Quick analysis shows this is a mass-mailing worm, propagating through email attachments with an “EXE,” “PIF,” “SCR,” “CMD,” “BAT,” or “ZIP” extension. In addition, it writes to KaZaA file shares.

Exposure Level

The company has no mail client installed on the web server and prevents web surfing (and possible web-based mail clients) from either server. There is no visible file share on either device. The database server is Solaris-based.

Client workstations are behind a mail relay that strips attachments with any of extensions listed above, with the exception of .ZIP. Web-based mail account access is allowed. KaZaA is banned by policy.

The port used by MyDoom’s backdoor (TCP 3127) is blocked inbound on the company’s firewall.

Only the internal mail server is allowed to transmit outside of the organization (through the firewall) to TCP port 25.

Effects of Infection

The magnitude of this mass mailer is no worse than any other that ABC has evaluated. The emails the virus generates would not leave the company if a client were infected. The likelihood of infection, even without the specific signature for the client anti-virus software, is moderate (due to the use of personal web-based mail accounts). If a machine were infected, the backdoor would not be accessible to attackers.

Mitigation Required

Based on the probability of infection and the minor impact, the company has decided to send out a user alert via email, and will block .ZIP files from entering the network as email attachments until the signature for MyDoom is released.

Identify Mitigation Tools

The email gateway is the only location where attachments can be stripped on their way into and out of the network.

Order of Mitigation Efforts

See previous step, placing the extension .zip into the attachment drop list is the only action.

Action

The messaging team implements the block as per the direction of the security and management teams.
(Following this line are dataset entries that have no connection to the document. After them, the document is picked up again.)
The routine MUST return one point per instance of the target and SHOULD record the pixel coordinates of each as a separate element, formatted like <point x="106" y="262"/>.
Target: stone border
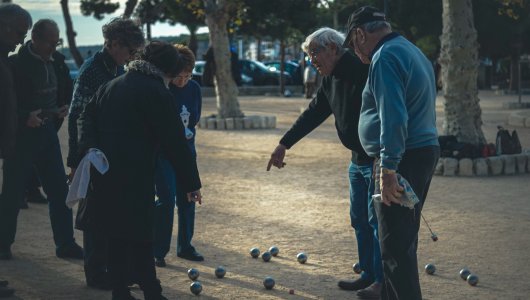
<point x="519" y="119"/>
<point x="244" y="123"/>
<point x="490" y="166"/>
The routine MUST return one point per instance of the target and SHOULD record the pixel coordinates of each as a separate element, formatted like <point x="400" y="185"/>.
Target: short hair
<point x="376" y="26"/>
<point x="10" y="12"/>
<point x="127" y="32"/>
<point x="188" y="57"/>
<point x="164" y="56"/>
<point x="323" y="37"/>
<point x="41" y="25"/>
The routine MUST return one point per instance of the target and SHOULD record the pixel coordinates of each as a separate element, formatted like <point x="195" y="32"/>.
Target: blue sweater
<point x="399" y="110"/>
<point x="188" y="98"/>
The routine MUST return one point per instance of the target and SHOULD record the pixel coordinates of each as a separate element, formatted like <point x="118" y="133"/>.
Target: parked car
<point x="198" y="70"/>
<point x="290" y="67"/>
<point x="261" y="74"/>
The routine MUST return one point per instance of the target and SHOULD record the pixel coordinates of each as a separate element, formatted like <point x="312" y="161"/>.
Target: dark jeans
<point x="364" y="221"/>
<point x="37" y="147"/>
<point x="125" y="255"/>
<point x="168" y="193"/>
<point x="398" y="227"/>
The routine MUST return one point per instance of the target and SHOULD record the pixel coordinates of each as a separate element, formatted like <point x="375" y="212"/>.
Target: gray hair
<point x="323" y="37"/>
<point x="10" y="12"/>
<point x="374" y="26"/>
<point x="41" y="25"/>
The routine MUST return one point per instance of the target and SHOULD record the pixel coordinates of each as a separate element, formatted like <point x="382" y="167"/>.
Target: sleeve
<point x="169" y="131"/>
<point x="316" y="113"/>
<point x="389" y="92"/>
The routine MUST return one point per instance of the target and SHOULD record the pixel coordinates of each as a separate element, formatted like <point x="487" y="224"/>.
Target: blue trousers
<point x="169" y="193"/>
<point x="364" y="221"/>
<point x="36" y="148"/>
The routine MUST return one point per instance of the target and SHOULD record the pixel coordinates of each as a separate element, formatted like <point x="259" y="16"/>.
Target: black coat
<point x="128" y="119"/>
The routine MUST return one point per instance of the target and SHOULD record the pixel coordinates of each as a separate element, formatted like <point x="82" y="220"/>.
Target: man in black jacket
<point x="340" y="95"/>
<point x="43" y="89"/>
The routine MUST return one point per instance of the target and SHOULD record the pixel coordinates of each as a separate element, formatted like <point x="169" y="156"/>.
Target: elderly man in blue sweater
<point x="397" y="126"/>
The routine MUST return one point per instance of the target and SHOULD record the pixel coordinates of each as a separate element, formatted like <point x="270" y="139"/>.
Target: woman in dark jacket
<point x="129" y="120"/>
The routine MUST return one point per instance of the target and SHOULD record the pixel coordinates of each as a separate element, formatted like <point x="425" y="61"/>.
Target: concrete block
<point x="247" y="123"/>
<point x="495" y="165"/>
<point x="211" y="123"/>
<point x="465" y="167"/>
<point x="220" y="123"/>
<point x="229" y="123"/>
<point x="439" y="170"/>
<point x="481" y="167"/>
<point x="509" y="164"/>
<point x="520" y="163"/>
<point x="450" y="166"/>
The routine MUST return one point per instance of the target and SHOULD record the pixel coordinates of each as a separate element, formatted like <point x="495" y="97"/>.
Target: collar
<point x="386" y="38"/>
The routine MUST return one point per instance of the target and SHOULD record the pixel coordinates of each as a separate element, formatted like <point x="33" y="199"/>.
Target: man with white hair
<point x="340" y="95"/>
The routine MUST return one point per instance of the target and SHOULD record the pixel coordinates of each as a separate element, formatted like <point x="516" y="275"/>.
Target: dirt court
<point x="482" y="223"/>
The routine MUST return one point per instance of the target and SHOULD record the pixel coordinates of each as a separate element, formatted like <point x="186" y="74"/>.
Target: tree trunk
<point x="459" y="62"/>
<point x="129" y="8"/>
<point x="225" y="87"/>
<point x="70" y="34"/>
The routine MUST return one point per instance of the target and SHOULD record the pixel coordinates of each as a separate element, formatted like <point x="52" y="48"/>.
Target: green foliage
<point x="98" y="8"/>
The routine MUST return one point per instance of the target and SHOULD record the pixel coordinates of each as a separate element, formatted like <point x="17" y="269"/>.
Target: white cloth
<point x="79" y="185"/>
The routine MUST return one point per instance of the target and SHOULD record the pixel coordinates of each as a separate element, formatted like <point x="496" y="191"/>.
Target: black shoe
<point x="5" y="253"/>
<point x="160" y="262"/>
<point x="71" y="251"/>
<point x="191" y="255"/>
<point x="6" y="292"/>
<point x="35" y="196"/>
<point x="354" y="285"/>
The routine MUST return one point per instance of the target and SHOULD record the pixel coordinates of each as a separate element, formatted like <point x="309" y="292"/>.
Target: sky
<point x="88" y="28"/>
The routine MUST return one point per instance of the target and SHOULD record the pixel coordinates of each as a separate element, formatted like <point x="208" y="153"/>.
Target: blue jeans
<point x="36" y="148"/>
<point x="168" y="193"/>
<point x="364" y="221"/>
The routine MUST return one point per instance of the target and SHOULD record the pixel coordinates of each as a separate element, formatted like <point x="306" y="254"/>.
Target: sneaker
<point x="371" y="292"/>
<point x="35" y="196"/>
<point x="354" y="285"/>
<point x="191" y="255"/>
<point x="71" y="251"/>
<point x="160" y="262"/>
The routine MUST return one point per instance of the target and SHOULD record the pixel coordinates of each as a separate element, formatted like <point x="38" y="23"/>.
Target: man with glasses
<point x="187" y="102"/>
<point x="123" y="37"/>
<point x="43" y="89"/>
<point x="398" y="127"/>
<point x="340" y="95"/>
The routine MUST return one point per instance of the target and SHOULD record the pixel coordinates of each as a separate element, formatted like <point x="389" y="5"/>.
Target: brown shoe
<point x="371" y="292"/>
<point x="354" y="285"/>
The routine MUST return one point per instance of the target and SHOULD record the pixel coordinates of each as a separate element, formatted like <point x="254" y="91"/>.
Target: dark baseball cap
<point x="362" y="16"/>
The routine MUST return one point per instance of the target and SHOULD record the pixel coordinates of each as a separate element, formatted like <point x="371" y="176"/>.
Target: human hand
<point x="33" y="120"/>
<point x="63" y="111"/>
<point x="277" y="157"/>
<point x="195" y="197"/>
<point x="391" y="191"/>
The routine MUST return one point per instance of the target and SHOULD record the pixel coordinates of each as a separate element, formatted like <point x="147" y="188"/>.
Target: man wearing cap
<point x="340" y="96"/>
<point x="397" y="126"/>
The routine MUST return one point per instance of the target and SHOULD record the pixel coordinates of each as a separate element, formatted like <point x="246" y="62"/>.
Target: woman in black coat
<point x="129" y="119"/>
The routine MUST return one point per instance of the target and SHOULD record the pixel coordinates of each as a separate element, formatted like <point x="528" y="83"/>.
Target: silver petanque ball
<point x="430" y="269"/>
<point x="254" y="252"/>
<point x="266" y="256"/>
<point x="301" y="257"/>
<point x="274" y="250"/>
<point x="472" y="279"/>
<point x="193" y="274"/>
<point x="220" y="272"/>
<point x="196" y="287"/>
<point x="268" y="282"/>
<point x="357" y="268"/>
<point x="464" y="273"/>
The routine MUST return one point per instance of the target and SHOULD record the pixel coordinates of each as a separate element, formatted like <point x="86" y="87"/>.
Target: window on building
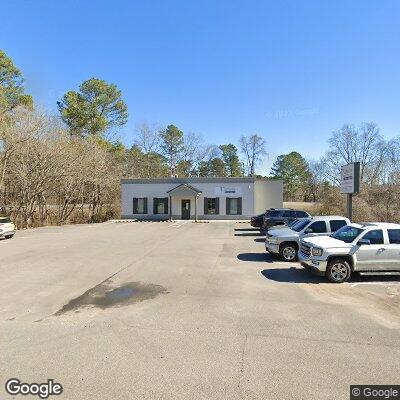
<point x="160" y="205"/>
<point x="233" y="206"/>
<point x="337" y="224"/>
<point x="318" y="227"/>
<point x="140" y="205"/>
<point x="394" y="236"/>
<point x="211" y="206"/>
<point x="375" y="236"/>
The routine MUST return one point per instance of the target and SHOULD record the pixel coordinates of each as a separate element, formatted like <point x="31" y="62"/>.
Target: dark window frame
<point x="318" y="222"/>
<point x="156" y="202"/>
<point x="336" y="220"/>
<point x="374" y="230"/>
<point x="135" y="205"/>
<point x="207" y="208"/>
<point x="391" y="237"/>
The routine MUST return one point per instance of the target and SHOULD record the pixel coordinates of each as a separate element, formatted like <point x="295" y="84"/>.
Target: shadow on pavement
<point x="249" y="234"/>
<point x="292" y="275"/>
<point x="256" y="257"/>
<point x="301" y="275"/>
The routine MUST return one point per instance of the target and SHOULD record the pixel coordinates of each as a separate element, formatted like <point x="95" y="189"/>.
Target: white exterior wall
<point x="267" y="194"/>
<point x="245" y="190"/>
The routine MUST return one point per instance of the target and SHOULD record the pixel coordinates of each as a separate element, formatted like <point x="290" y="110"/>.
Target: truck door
<point x="394" y="249"/>
<point x="373" y="256"/>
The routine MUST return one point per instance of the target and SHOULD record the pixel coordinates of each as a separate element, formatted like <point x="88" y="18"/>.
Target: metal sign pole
<point x="350" y="206"/>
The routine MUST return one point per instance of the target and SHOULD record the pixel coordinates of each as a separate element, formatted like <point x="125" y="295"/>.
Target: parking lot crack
<point x="241" y="367"/>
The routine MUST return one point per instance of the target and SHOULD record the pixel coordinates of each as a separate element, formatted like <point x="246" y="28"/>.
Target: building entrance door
<point x="185" y="209"/>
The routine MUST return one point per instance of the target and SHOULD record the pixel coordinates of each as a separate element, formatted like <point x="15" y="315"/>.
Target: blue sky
<point x="292" y="71"/>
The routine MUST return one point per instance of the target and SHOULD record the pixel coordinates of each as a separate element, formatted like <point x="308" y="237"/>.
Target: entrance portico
<point x="183" y="193"/>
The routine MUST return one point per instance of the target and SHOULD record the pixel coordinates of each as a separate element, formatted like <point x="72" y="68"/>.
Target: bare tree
<point x="148" y="140"/>
<point x="350" y="144"/>
<point x="253" y="148"/>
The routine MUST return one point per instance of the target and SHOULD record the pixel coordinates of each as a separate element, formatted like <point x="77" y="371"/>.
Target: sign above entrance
<point x="227" y="191"/>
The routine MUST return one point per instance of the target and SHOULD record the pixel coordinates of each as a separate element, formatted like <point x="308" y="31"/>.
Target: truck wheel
<point x="288" y="252"/>
<point x="338" y="270"/>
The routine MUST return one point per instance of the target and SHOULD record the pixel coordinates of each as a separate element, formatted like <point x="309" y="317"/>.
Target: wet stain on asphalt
<point x="105" y="295"/>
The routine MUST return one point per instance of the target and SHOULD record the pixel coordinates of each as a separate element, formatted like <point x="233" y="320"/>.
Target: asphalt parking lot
<point x="186" y="311"/>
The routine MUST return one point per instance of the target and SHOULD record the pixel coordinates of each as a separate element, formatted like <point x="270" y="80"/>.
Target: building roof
<point x="194" y="180"/>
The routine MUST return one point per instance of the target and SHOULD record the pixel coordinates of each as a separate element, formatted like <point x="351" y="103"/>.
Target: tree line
<point x="318" y="180"/>
<point x="67" y="167"/>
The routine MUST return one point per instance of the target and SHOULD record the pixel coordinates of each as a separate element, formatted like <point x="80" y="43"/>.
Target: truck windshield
<point x="300" y="224"/>
<point x="347" y="233"/>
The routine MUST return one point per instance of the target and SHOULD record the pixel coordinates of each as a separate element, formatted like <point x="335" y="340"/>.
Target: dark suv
<point x="281" y="216"/>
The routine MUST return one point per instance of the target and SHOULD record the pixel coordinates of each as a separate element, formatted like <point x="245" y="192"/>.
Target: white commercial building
<point x="199" y="198"/>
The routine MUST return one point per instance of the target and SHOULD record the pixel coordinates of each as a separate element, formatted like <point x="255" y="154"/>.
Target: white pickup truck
<point x="370" y="249"/>
<point x="286" y="241"/>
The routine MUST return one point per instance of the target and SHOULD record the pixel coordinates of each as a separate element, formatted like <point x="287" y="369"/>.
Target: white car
<point x="286" y="241"/>
<point x="7" y="228"/>
<point x="371" y="249"/>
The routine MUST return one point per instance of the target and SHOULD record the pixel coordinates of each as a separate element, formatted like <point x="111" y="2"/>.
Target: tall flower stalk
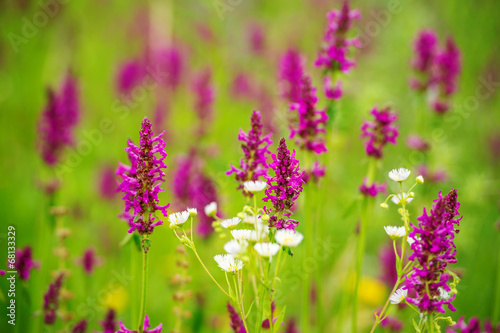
<point x="141" y="185"/>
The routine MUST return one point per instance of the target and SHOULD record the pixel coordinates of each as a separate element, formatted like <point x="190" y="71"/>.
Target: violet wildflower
<point x="25" y="263"/>
<point x="236" y="322"/>
<point x="80" y="327"/>
<point x="107" y="183"/>
<point x="109" y="323"/>
<point x="129" y="76"/>
<point x="425" y="48"/>
<point x="204" y="97"/>
<point x="291" y="72"/>
<point x="379" y="132"/>
<point x="372" y="190"/>
<point x="146" y="326"/>
<point x="51" y="300"/>
<point x="336" y="46"/>
<point x="141" y="181"/>
<point x="255" y="148"/>
<point x="284" y="187"/>
<point x="311" y="122"/>
<point x="433" y="249"/>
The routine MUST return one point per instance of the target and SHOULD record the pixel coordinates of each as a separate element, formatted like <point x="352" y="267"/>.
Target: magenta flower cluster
<point x="334" y="52"/>
<point x="283" y="188"/>
<point x="141" y="181"/>
<point x="437" y="68"/>
<point x="255" y="149"/>
<point x="146" y="328"/>
<point x="51" y="300"/>
<point x="433" y="249"/>
<point x="61" y="115"/>
<point x="379" y="132"/>
<point x="311" y="122"/>
<point x="25" y="263"/>
<point x="291" y="73"/>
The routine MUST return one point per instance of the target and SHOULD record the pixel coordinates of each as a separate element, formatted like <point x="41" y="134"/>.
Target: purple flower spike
<point x="334" y="52"/>
<point x="311" y="122"/>
<point x="433" y="249"/>
<point x="204" y="92"/>
<point x="80" y="327"/>
<point x="24" y="263"/>
<point x="379" y="132"/>
<point x="285" y="187"/>
<point x="109" y="323"/>
<point x="157" y="329"/>
<point x="236" y="322"/>
<point x="372" y="190"/>
<point x="51" y="300"/>
<point x="255" y="148"/>
<point x="291" y="72"/>
<point x="141" y="181"/>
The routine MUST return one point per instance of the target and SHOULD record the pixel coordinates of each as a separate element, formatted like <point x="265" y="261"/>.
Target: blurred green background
<point x="92" y="38"/>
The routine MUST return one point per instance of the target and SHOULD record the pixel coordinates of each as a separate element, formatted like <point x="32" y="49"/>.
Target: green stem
<point x="142" y="312"/>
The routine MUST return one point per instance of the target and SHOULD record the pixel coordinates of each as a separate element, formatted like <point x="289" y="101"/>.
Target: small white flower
<point x="395" y="232"/>
<point x="227" y="263"/>
<point x="192" y="211"/>
<point x="398" y="296"/>
<point x="230" y="223"/>
<point x="235" y="247"/>
<point x="254" y="186"/>
<point x="267" y="249"/>
<point x="399" y="175"/>
<point x="178" y="218"/>
<point x="211" y="209"/>
<point x="288" y="238"/>
<point x="241" y="234"/>
<point x="397" y="198"/>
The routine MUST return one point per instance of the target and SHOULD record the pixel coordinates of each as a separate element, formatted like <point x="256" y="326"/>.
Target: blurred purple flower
<point x="255" y="148"/>
<point x="291" y="72"/>
<point x="108" y="183"/>
<point x="433" y="249"/>
<point x="236" y="322"/>
<point x="25" y="263"/>
<point x="80" y="327"/>
<point x="285" y="187"/>
<point x="311" y="122"/>
<point x="146" y="326"/>
<point x="372" y="190"/>
<point x="141" y="181"/>
<point x="379" y="132"/>
<point x="51" y="300"/>
<point x="109" y="323"/>
<point x="333" y="54"/>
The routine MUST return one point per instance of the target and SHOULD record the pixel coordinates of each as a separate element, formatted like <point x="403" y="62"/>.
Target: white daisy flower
<point x="235" y="247"/>
<point x="254" y="186"/>
<point x="241" y="234"/>
<point x="399" y="175"/>
<point x="267" y="249"/>
<point x="230" y="223"/>
<point x="178" y="218"/>
<point x="227" y="263"/>
<point x="398" y="296"/>
<point x="395" y="232"/>
<point x="288" y="238"/>
<point x="397" y="198"/>
<point x="211" y="209"/>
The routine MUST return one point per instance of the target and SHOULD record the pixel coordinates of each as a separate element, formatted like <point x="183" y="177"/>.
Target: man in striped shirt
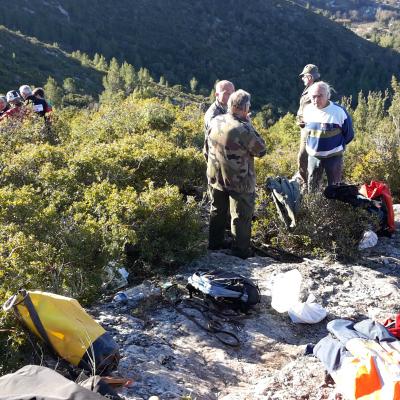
<point x="329" y="130"/>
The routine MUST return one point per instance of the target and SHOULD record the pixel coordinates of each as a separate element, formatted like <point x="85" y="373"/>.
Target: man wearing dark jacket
<point x="309" y="75"/>
<point x="39" y="106"/>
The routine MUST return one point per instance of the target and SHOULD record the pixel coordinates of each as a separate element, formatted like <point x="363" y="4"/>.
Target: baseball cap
<point x="312" y="70"/>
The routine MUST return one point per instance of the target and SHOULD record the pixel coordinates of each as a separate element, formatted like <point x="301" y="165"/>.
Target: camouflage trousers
<point x="302" y="157"/>
<point x="241" y="207"/>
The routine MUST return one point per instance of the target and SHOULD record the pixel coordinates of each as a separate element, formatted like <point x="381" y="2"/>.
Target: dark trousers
<point x="333" y="167"/>
<point x="241" y="207"/>
<point x="302" y="157"/>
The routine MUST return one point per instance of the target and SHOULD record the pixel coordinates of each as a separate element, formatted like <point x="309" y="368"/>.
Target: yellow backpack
<point x="67" y="328"/>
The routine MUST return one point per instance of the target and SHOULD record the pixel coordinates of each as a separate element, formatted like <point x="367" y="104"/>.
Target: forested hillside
<point x="27" y="60"/>
<point x="261" y="48"/>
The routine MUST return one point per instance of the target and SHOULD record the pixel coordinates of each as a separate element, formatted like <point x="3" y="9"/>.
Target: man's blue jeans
<point x="333" y="166"/>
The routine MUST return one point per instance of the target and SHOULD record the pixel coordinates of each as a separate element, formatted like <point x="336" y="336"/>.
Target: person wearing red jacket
<point x="39" y="106"/>
<point x="17" y="109"/>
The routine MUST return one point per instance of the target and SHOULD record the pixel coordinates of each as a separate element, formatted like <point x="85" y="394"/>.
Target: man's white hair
<point x="323" y="85"/>
<point x="238" y="100"/>
<point x="221" y="85"/>
<point x="25" y="91"/>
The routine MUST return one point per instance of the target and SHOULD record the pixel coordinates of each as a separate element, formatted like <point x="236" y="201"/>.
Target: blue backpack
<point x="225" y="288"/>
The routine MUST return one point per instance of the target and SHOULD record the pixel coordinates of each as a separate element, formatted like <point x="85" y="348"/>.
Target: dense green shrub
<point x="282" y="140"/>
<point x="324" y="227"/>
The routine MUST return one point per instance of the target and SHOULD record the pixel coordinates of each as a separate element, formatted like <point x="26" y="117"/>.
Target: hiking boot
<point x="243" y="254"/>
<point x="226" y="244"/>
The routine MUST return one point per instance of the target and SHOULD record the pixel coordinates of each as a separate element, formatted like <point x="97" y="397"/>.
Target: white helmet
<point x="3" y="103"/>
<point x="13" y="95"/>
<point x="25" y="91"/>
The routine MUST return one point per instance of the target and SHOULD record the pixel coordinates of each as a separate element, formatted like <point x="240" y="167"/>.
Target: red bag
<point x="393" y="326"/>
<point x="378" y="189"/>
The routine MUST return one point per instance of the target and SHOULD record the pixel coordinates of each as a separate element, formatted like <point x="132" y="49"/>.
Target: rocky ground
<point x="169" y="356"/>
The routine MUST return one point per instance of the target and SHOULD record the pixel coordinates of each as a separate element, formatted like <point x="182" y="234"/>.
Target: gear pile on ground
<point x="169" y="356"/>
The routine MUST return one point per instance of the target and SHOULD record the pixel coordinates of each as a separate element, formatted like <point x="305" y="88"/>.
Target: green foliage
<point x="282" y="141"/>
<point x="53" y="91"/>
<point x="374" y="154"/>
<point x="282" y="29"/>
<point x="324" y="228"/>
<point x="105" y="181"/>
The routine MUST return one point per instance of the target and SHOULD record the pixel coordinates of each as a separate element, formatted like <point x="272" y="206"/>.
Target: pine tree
<point x="128" y="75"/>
<point x="114" y="86"/>
<point x="102" y="64"/>
<point x="69" y="85"/>
<point x="193" y="84"/>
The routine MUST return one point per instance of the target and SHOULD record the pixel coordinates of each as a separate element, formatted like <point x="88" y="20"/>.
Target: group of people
<point x="19" y="103"/>
<point x="231" y="143"/>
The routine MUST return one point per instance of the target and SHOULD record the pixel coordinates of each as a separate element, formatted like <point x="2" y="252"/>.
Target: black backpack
<point x="227" y="289"/>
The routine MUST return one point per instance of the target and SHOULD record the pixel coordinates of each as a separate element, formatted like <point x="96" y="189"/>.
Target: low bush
<point x="324" y="227"/>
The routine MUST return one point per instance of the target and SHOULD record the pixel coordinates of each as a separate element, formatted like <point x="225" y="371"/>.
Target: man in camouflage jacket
<point x="223" y="89"/>
<point x="309" y="75"/>
<point x="233" y="143"/>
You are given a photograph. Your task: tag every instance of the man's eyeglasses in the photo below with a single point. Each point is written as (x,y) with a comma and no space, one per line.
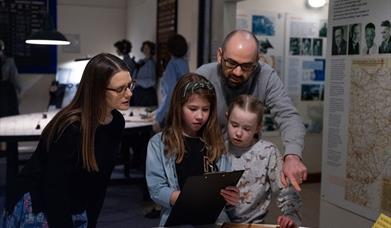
(122,89)
(232,64)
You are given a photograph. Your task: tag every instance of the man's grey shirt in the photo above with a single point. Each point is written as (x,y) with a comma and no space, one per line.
(265,84)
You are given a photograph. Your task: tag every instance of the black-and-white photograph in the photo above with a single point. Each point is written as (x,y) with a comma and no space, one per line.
(339,45)
(306,46)
(317,47)
(354,39)
(294,46)
(262,26)
(312,92)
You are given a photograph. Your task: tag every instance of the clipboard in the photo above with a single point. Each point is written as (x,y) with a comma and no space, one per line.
(200,201)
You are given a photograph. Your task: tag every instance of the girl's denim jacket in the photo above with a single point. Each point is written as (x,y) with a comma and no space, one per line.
(161,174)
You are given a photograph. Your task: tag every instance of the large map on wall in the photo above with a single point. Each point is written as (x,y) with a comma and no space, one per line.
(368,169)
(356,155)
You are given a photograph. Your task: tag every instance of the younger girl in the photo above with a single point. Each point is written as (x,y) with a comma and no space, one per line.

Evaluate Mitigation & Exit

A few tests from external sources prove the blocks are working. The company has set a 24-hour timeline for implementing the new virus signatures and removing the block.

Sasser

Report Received

An alert comes in for a new worm exploiting the Microsoft LSASS buffer overflow vulnerability.

Infection Vectors

The network-aware worm spreads rapidly via TCP port 445.

Exposure Level

Unless introduced intentionally, the clients are protected (TCP 445 blocked at the firewall). The Solaris database is not threatened. However, the web server running Windows 2000 could not be patched with MS04-011 due to an incompatibility between part of the patch and some proprietary software on the machine. However, TCP 445 is blocked from the outside at the company’s external router. Only internally connected devices could infect the server.

Mitigation Required

The network team will verify the port 445 blocks, however, no additional steps required.